This very class was in the midst of change: its composition was becoming more diverse in most places, as women and immigrants composed a larger proportion of the workforce, and its organizations were in flux – somewhere still declining, somewhere growing, everywhere changing. The rebellion was international in scope, but it was taking place mostly on national terrain.
The Social-Movement Unionism appeared connecting claims on class, on race and on gender. Therefore, the vision appropriate to era globalization is Social-Movement Unionism. About the Social-Movement Unionism in North, Moody declares that within the industrial North it implied in many of the ideas put forth by opposition groups within unions, national cross-union networks of union activists, international solidarity networks and committees, official and unofficial cross-border networks, and the only global grassroots industrially based network, TIE. These forces are small, even marginal in some cases, but they speak with a clear voice and offer ideas pertinent to the epoch of capitalist globalization.
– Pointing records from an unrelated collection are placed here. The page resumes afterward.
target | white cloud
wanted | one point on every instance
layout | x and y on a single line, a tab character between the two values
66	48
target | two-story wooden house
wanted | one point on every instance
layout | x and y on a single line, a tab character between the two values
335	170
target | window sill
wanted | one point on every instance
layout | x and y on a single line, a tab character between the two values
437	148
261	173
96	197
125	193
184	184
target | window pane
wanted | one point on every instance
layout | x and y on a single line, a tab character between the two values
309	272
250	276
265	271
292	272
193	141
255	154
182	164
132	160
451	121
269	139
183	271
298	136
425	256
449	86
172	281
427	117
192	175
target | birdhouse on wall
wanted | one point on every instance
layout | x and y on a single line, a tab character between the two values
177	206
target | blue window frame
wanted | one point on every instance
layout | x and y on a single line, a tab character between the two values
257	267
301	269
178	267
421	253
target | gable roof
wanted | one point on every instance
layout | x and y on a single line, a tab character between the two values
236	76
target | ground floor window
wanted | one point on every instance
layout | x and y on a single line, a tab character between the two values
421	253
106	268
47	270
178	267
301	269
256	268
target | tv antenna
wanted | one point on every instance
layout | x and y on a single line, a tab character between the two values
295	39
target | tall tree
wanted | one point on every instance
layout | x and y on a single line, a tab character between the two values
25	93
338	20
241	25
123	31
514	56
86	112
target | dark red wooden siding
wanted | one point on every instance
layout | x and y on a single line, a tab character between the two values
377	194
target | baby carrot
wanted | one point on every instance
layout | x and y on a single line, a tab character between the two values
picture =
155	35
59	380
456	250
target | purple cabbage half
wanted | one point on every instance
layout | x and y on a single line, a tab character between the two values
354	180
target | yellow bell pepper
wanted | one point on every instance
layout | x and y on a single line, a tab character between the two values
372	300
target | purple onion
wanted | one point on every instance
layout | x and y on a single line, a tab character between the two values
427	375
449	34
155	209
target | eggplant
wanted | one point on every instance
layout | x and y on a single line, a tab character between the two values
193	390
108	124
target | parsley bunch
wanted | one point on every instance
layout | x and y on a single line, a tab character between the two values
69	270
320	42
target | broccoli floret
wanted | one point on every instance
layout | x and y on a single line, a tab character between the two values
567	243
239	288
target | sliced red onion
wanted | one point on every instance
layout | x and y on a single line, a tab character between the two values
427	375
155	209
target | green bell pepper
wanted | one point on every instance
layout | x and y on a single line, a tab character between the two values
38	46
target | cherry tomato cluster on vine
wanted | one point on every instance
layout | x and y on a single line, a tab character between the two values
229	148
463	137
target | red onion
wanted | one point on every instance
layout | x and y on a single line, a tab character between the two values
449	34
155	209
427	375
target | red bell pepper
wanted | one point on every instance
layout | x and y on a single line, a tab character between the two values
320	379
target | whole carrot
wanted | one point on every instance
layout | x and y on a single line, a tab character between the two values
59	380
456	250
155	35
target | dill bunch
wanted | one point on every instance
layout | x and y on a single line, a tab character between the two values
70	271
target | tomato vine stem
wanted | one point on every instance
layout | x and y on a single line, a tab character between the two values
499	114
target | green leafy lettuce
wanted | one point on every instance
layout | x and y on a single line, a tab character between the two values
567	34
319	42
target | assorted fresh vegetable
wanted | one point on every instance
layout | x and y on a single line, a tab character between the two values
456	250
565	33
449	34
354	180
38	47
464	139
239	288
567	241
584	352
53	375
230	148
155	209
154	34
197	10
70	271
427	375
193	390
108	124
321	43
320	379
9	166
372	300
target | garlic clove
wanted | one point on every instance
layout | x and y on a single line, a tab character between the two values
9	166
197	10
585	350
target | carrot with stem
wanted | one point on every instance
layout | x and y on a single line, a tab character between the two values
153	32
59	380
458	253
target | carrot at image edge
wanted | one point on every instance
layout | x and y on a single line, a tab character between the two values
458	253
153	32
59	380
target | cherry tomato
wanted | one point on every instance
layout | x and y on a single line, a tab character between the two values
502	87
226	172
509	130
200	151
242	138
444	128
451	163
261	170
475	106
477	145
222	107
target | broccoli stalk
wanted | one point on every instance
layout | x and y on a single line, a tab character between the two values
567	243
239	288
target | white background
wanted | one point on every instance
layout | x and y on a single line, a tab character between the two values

The Social-Movement Unionism is not about jurisdiction or structure, as is craft or industrial unionism. According to Gindin (1995), it means making the union into a vehicle through which its members can not only address their bargaining demands but actively lead the fight for everything that affects working people in their communities and the country. Movement unionism includes the shape of bargaining demands, the scope of union activities, the approach to issues of change, and above all, that sense of commitment to a larger movement that might suffer defeats, but can’t be destroyed.
This is not just a warmed-over version of “political unionism”, once common in Latin America and Europe, in which unions supports one or another party of the left. Nor is it the same as the liberal or social-democratic “coalitionism” that sees unions and social movements as elements in an electoral coalition. In both of these versions of organized labor’s role, the unions and their members are essentially passive troops in an orderly parade to the polls. In the case of Social-Movement Unionism, happens the contrary. In Social-Movement Unionism neither the unions nor their members are passive in any sense. Unions take an active lead in the streets, as well as in politics. They ally with other social movements, but provide a class vision and content that make for stronger glue than that which usually holds electoral or temporary coalitions together. That contents is not the demands of the movements, but the activation of the mass of union members as the leaders of the charge – those who in most cases have the greatest social and economic leverage in capitalist society. Social-Movement Unionism implies an active strategic orientation that uses the strongest of society’s oppressed and exploited, generally organized workers, to mobilize those who are less able to sustain self-organization.

Bibliography
GINDIN, San (1995). The Canadian AutoWorkers: The Birth and Transformation of a Union. Toronto: James Lorimer & Company.
MOODY, Kim (1997). Workers in a Lean World: Unions in the International Economy. London: Verso.